While the NeuralNetworkBuilder currently does not have options for image outputs, you can use coremtools to modify the resulting model so that the desired multiarray output is treated as an image.
Here is an example helper function:
def convert_multiarray_output_to_image(spec, feature_name, is_bgr=False):
"""
Convert an output multiarray to be represented as an image
This will modify the Model_pb spec passed in.
Example:
model = coremltools.models.MLModel('MyNeuralNetwork.mlmodel')
spec = model.get_spec()
convert_multiarray_output_to_image(spec,'imageOutput',is_bgr=False)
newModel = coremltools.models.MLModel(spec)
newModel.save('MyNeuralNetworkWithImageOutput.mlmodel')
Parameters
----------
spec: Model_pb
The specification containing the output feature to convert
feature_name: str
The name of the multiarray output feature you want to convert
is_bgr: boolean
If multiarray has 3 channels, set to True for RGB pixel order or false for BGR
"""
for output in spec.description.output:
if output.name != feature_name:
continue
if output.type.WhichOneof('Type') != 'multiArrayType':
raise ValueError("%s is not a multiarray type" % output.name)
array_shape = tuple(output.type.multiArrayType.shape)
channels, height, width = array_shape
from coremltools.proto import FeatureTypes_pb2 as ft
if channels == 1:
output.type.imageType.colorSpace = ft.ImageFeatureType.ColorSpace.Value('GRAYSCALE')
elif channels == 3:
if is_bgr:
output.type.imageType.colorSpace = ft.ImageFeatureType.ColorSpace.Value('BGR')
else:
output.type.imageType.colorSpace = ft.ImageFeatureType.ColorSpace.Value('RGB')
else:
raise ValueError("Channel Value %d not supported for image inputs" % channels)
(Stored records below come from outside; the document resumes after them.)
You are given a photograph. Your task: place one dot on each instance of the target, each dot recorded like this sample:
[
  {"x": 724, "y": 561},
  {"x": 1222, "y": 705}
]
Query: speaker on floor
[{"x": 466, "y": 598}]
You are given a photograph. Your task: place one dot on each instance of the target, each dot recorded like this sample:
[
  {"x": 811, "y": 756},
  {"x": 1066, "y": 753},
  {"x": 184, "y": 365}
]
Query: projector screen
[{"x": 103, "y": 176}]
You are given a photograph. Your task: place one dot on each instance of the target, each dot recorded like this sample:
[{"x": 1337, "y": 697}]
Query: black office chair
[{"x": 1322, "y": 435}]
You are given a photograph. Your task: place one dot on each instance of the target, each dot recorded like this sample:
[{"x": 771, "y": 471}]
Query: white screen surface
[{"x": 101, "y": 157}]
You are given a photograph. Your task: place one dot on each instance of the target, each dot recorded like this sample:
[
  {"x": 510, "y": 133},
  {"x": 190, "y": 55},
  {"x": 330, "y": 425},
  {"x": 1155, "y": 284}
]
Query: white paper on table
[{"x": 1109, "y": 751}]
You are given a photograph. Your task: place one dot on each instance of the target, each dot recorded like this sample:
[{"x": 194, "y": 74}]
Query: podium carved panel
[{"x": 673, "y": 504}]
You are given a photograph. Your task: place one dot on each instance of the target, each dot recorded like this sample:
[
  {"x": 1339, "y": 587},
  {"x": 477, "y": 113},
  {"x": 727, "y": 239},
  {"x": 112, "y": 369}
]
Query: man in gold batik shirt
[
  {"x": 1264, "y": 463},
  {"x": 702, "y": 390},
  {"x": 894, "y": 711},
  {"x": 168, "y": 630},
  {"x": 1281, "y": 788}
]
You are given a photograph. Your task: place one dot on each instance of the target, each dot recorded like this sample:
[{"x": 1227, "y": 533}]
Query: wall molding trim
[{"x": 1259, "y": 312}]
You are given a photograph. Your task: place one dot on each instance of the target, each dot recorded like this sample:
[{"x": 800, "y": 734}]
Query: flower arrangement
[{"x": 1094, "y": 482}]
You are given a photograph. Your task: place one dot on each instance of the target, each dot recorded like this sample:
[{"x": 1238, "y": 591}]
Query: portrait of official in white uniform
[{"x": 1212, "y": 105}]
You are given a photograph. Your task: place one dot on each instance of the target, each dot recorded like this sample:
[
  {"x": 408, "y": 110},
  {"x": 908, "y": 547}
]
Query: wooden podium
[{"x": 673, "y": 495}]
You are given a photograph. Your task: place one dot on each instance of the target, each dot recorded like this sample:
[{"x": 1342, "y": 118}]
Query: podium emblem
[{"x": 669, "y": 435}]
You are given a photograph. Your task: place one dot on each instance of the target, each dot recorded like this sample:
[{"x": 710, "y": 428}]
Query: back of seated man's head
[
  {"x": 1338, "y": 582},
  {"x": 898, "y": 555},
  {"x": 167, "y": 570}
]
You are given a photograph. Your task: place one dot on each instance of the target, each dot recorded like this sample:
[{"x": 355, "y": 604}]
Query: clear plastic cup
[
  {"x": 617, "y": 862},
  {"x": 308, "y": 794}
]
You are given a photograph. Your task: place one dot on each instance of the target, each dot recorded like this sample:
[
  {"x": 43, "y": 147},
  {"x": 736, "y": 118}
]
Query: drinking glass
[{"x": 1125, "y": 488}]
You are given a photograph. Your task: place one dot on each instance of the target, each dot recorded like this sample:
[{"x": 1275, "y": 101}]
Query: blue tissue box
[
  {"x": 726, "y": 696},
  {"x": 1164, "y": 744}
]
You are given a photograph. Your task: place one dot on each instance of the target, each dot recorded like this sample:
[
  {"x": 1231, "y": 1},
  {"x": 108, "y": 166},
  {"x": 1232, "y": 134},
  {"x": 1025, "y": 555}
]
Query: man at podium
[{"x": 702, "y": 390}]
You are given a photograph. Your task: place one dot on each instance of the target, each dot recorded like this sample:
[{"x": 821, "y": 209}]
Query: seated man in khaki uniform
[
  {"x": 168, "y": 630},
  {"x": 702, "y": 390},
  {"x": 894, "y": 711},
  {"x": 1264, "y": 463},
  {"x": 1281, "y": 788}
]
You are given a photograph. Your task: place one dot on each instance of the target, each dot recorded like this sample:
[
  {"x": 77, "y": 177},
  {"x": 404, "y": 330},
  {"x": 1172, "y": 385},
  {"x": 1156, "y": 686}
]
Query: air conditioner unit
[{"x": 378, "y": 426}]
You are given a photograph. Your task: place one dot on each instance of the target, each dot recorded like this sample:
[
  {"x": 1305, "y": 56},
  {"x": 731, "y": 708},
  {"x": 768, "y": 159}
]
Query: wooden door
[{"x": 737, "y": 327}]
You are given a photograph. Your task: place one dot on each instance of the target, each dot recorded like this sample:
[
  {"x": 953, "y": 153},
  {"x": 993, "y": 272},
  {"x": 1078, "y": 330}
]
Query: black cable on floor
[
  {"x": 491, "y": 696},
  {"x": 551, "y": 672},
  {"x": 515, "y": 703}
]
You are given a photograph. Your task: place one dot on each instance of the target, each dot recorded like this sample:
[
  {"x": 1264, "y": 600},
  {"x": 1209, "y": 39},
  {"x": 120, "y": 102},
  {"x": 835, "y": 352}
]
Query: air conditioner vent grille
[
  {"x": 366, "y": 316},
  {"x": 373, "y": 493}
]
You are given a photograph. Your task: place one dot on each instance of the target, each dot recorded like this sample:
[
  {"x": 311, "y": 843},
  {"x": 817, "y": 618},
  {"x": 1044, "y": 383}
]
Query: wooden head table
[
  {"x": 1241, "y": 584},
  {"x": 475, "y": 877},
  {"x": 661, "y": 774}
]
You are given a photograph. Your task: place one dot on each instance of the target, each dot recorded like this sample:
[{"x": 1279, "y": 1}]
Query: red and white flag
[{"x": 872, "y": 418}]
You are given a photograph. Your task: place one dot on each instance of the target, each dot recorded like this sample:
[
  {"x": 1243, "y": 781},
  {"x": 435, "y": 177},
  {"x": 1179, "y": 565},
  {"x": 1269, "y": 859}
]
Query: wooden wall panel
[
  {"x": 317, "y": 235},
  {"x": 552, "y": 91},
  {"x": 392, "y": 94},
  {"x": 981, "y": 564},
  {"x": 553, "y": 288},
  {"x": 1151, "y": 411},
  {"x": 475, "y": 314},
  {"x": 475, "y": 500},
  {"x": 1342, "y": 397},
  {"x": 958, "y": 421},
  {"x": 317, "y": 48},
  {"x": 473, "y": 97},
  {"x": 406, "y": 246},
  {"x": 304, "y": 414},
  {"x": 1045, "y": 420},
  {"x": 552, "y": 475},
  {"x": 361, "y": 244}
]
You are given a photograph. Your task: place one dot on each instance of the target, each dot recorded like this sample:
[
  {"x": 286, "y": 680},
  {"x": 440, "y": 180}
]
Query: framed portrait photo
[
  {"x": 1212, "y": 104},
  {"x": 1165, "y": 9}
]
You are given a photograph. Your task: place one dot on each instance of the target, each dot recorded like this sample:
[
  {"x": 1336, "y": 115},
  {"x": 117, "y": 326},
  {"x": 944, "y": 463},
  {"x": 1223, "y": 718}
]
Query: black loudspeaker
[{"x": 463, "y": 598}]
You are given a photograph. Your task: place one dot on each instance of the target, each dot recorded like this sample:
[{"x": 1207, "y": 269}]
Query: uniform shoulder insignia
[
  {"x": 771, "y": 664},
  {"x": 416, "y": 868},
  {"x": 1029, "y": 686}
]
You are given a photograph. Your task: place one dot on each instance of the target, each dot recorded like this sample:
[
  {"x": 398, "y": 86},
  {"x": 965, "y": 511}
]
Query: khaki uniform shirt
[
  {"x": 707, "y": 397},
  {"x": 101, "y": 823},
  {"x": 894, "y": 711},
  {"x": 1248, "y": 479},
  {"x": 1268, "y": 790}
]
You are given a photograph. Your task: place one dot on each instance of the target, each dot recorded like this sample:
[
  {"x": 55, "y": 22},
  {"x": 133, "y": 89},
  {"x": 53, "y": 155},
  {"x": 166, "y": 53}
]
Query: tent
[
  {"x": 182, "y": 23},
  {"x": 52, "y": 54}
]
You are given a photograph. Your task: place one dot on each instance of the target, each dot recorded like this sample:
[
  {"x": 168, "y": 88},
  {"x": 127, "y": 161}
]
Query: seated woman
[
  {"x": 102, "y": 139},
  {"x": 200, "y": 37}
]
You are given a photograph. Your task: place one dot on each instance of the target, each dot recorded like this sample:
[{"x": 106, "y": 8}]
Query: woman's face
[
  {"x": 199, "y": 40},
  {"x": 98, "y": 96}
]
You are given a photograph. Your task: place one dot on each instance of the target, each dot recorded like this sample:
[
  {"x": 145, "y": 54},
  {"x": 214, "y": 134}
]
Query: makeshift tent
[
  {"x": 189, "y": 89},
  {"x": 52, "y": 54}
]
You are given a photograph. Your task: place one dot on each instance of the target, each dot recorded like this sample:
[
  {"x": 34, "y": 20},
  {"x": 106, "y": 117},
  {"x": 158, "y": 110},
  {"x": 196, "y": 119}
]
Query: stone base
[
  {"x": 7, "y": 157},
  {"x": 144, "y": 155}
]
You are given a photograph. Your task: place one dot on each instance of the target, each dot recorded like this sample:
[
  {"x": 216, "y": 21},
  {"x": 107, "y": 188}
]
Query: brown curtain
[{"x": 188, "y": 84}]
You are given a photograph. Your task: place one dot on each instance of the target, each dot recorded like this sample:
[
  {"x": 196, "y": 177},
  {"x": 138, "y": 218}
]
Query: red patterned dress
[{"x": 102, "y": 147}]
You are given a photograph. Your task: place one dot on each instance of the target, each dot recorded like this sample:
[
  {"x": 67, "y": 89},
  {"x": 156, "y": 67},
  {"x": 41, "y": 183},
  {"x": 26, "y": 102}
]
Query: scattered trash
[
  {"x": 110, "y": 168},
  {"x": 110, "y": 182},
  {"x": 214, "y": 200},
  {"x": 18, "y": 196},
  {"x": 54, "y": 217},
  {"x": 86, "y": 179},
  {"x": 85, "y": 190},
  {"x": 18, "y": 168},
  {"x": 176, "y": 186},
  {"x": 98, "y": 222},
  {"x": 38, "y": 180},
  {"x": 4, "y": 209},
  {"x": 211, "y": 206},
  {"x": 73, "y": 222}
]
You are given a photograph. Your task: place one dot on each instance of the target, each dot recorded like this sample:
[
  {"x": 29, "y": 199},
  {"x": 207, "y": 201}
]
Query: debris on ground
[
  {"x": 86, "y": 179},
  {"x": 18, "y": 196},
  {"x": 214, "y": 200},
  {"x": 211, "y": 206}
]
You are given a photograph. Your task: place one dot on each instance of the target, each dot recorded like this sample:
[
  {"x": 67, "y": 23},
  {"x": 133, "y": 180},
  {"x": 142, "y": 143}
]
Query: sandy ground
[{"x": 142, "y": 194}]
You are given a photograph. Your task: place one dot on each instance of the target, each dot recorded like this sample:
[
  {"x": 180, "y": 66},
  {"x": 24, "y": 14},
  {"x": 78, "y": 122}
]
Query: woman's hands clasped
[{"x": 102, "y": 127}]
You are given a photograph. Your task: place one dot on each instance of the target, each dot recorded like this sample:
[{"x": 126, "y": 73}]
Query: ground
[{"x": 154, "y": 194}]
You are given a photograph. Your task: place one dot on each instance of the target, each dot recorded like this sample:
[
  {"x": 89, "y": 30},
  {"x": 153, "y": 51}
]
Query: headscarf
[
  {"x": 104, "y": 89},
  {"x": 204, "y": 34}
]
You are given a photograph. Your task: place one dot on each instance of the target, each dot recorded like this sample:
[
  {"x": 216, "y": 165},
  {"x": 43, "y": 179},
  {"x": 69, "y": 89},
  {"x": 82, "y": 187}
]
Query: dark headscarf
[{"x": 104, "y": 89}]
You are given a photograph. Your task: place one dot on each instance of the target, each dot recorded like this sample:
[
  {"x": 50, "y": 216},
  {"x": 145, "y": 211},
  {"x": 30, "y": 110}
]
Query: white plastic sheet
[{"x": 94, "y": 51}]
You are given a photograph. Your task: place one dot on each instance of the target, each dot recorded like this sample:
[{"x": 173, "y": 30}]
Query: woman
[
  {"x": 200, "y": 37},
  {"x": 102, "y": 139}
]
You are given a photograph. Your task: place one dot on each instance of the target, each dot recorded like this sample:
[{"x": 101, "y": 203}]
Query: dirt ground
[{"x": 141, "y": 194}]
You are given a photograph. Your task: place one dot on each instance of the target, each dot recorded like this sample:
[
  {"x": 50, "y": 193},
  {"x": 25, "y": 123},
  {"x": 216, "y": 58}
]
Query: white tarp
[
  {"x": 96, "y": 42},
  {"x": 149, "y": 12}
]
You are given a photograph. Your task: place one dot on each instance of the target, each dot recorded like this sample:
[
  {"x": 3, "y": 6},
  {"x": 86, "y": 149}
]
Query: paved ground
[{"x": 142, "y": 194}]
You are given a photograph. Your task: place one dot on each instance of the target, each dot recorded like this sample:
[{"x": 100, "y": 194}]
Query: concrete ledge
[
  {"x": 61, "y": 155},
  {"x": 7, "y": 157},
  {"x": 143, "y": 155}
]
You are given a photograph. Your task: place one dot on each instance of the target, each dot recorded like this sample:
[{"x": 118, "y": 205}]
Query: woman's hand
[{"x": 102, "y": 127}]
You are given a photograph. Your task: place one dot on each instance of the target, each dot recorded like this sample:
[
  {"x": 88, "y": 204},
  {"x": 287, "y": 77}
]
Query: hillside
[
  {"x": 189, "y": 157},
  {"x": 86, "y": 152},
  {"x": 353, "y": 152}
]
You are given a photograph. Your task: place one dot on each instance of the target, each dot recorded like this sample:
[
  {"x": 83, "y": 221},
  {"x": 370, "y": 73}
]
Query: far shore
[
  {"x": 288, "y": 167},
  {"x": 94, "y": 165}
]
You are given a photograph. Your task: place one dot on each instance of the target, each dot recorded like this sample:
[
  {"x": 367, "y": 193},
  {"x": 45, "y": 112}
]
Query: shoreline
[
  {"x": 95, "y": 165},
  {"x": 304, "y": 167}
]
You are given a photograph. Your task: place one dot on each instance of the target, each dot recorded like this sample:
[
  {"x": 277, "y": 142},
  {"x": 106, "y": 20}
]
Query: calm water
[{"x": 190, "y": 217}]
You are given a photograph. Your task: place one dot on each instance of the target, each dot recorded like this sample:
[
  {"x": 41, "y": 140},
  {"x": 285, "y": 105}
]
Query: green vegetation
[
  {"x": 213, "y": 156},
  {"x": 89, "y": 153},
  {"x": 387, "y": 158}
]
output.type.imageType.width = width
output.type.imageType.height = height
Note: Neural Networks can output images from a layer (as CVPixelBuffer), but it clamps the values between 0 and 255. i.e. values < 0 become 0, values > 255 become 255.
You can also just keep the output an MLMultiArray and index into pixels with something like this in swfit:
let imageData = UnsafeMutablePointer<Double>(OpaquePointer(imageMultiArray.dataPointer))
let channelStride = imageMultiArray.strides[0].intValue;
let yStride = imageMultiArray.strides[1].intValue;
let xStride = imageMultiArray.strides[2].intValue;
func pixelOffset(_ channel: Int, _ y: Int, _ x: Int) -> Int {
return channel*channelStride + y*yStride + x*xStride
}
let topLeftGreenPixel = Unit8(imageData[pixelOffset(1,0,0)])